= Agar dilution =

Method for testing antibiotics

Agar dilution is one of two methods (along with broth dilution) used by researchers to determine the minimum inhibitory concentration (MIC) of antibiotics. It is the dilution method most frequently used to test the effectiveness of new antibiotics when a few antibiotics are tested against a large panel of different bacteria.

==Process==
The antibiotic to be tested is diluted with water to produce a series of concentrations. An appropriate volume is then combined with melted agar to produce plates in which the final antibiotic concentrations represent a 2-fold dilution series. After this, bacteria prepared to a standard concentration are added as a spot to each plate, with 10^{4} colony forming units (CFU) per spot.

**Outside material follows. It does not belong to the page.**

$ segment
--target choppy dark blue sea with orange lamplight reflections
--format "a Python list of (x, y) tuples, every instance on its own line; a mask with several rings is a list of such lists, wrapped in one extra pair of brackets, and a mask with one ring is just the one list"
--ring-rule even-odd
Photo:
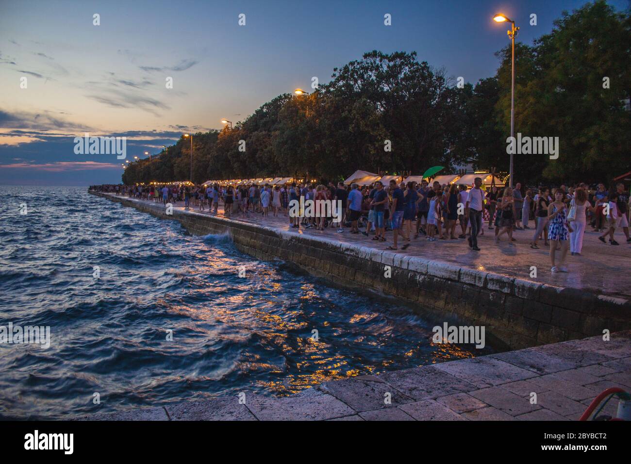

This technique allows for replicate spots of one bacterial type to be tested or spots of different bacteria so that the MIC of the antibiotic against multiple types of bacteria can be tested. Necessary controls include a control plate that does not receive any antibiotics and bacterial spread plates demonstrating that the bacteria included are in the correct concentration range. The dilution plates are then incubated at a temperature of 37 degrees Celsius. The plates are then incubated for sixteen to eighteen hours, although incubation time may be less for bacteria populations that divide quickly. After incubation, the plates are examined to determine if bacterial growth has occurred in the inoculated spots. The lowest concentration of antibiotics that prevented bacterial growth is considered to be the minimum inhibitory concentration of that antibiotic against that bacterium.

==Advantages==
Agar dilution is considered to be the gold standard of susceptibility testing, or the most accurate way to measure the resistance of bacteria to antibiotics. The results of agar dilution are easily reproduced and they can be monitored at a much cheaper cost than what is required of other dilution methods. Additionally, up to thirty pathogen samples (plus two controls) can be tested at once, so agar dilution is useful for batch tests.

==Disadvantages==
Each dilution plate in agar testing has to be manually inoculated with the pathogen to be tested, so agar dilution testing is both labor-intensive and expensive. Unlike broth microdilution tests, agar dilution cannot be used to test more than one antibiotic at a time.